Catalytic conjugate addition promoted by the copper(I)–monothiobinaphthol system. Part 2.1 Optimal ligand synthesis and initial catalytic results

Abstract

Both racemic and (R_a)-1,1′-bi-2-naphthol react with Bu₂SnO to provide an O,O-stannylene acetal which opens with Me₂NC(S)Cl or RC(O)Cl [R = Ph, CCl₃, OPr, 1-C₁₀H₇, 2-C₁₀H₇, SMe, CH₂Cl and (-)-menthyl] to fashion monoacylated derivatives. Two of the products, 2-(N,N-dimethylthiocarbamoyloxy)-2′-hydroxy-1,1 ′-binaphthyl 6 and 2-hydroxy-2′-[(1R,3S,5R)-menthylcarbon yloxy]-1,1′-binaphthyl 14, have been crystallographically characterised.
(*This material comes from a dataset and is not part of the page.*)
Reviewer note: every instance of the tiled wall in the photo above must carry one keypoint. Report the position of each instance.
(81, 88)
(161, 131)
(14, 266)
The former is converted to 2-(N,N-dimethylcarbamoyloxy)-2′-(N, N-dimethylthiocarbamoyloxy)-1,1′-binaphthyl 15 with Me₂NC(O)Cl. This compound is directly available from 1,1′-bi-2-naphthol via a one-pot sequential reaction with Me₂NC(S)Cl and Me₂NC(O)Cl under NEt₃–DMAP catalysis. Thermolysis of 15 followed by hydrolysis provides an efficient preparation of 2-hydroxy-2′-mercapto-1,1′-binaphthyl 3 (monothiobinaphthol). In the presence of [Cu(MeCN)₄]BF₄, 3 leads to a highly efficient catalyst for the 1,4-addition of BuLi and RMgX (R = Me, Bu, Ph; X = Cl, Br) to cyclic enones.